La experiencia de la fragilidad, de la limitación, de la enfermedad y de la muerte puede enseñarnos
varias cosas fundamentales. La primera es que no somos eternos: no vivimos en este mundo para
permanecer en él para siempre; somos peregrinos, estamos de paso. La segunda es que no somos
omnipotentes: a pesar de los progresos de la ciencia y de la técnica, nuestra vida no depende
únicamente de nosotros; nuestra fragilidad es un signo evidente de la limitación humana. Por
último, la experiencia de la fragilidad nos enseña que los bienes más importantes son la vida y el
amor: la enfermedad, por ejemplo, nos obliga a ordenar del modo debido las cosas que realmente
cuentan.
La fragilidad supone también un gran reto para la fe en el Dios de Jesucristo.

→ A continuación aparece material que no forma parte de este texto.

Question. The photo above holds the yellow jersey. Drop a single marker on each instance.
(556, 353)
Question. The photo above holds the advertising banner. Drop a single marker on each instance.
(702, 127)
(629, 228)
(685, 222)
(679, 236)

El Señor nos ha
creado para la vida, para la felicidad. ¿Por qué, entonces, permite el dolor, el envejecimiento, la
muerte? ¡Cuántas preguntas ante un dolor o un fallecimiento que hace sangrar el corazón! Cabe
incluso afirmar que el sufrimiento y la muerte constituyen el mayor desafío contra Dios. Hay quien se
ha declarado «ateo» por amor de Dios, para justificar su ausencia y su silencio ante el dolor
inocente.
Aprender a amar
La del amor es la historia más personal de nuestra existencia. Reconocemos sus trayectos y
proclamamos los hitos que la jalonan. Sin embargo, a menudo nos encontramos fatigados, cansados,
tentados de pararnos al borde del camino por culpa de desilusiones e incertidumbres.
Reconocemos que en la ruta del amor siempre hay una procedencia, una acogida y un porvenir.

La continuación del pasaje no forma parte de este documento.